A high-protein salad featuring beans, shredded chicken, and a fresh lemon-dill dressing for a light meal.
# Ingredient List:
→ Beans & Legumes
01 - 1 can (15 oz) chickpeas, drained and rinsed
02 - 1 can (15 oz) navy beans, drained and rinsed
→ Chicken
03 - 2 boneless, skinless chicken breasts (about 12 oz)

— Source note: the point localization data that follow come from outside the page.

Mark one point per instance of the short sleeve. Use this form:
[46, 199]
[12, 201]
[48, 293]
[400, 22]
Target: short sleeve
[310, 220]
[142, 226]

04 - 1 tablespoon olive oil
05 - Salt and freshly ground black pepper, to taste
→ Vegetables
06 - 1 small red onion, finely diced
07 - 1 cup cherry tomatoes, halved
08 - 1 small cucumber, diced
09 - 1/4 cup fresh dill, chopped
→ Lemon-Dill Dressing
10 - 1/4 cup extra-virgin olive oil
11 - 2 tablespoons fresh lemon juice
12 - 1 teaspoon Dijon mustard
13 - 1 garlic clove, minced
14 - 1 teaspoon honey
15 - 1 tablespoon fresh dill, finely chopped
16 - 1/2 teaspoon salt
17 - 1/4 teaspoon freshly ground black pepper
# Step-by-Step Instructions:
01 - Preheat oven to 400°F. Rub chicken breasts with olive oil, season with salt and pepper, and place on a baking sheet. Bake for 18 to 20 minutes until cooked through. Remove, let cool, then shred using two forks.
02 - In a large bowl, combine chickpeas, navy beans, red onion, cherry tomatoes, cucumber, and 1/4 cup chopped fresh dill.
03 - In a small bowl or jar, whisk together olive oil, lemon juice, Dijon mustard, minced garlic, honey, 1 tablespoon dill, salt, and pepper until well emulsified.
04 - Add shredded chicken to the bean mixture. Pour the lemon-dill dressing over the salad and toss gently to combine.
05 - Taste and adjust seasoning with additional salt, pepper, or lemon juice if desired. Serve chilled or at room temperature.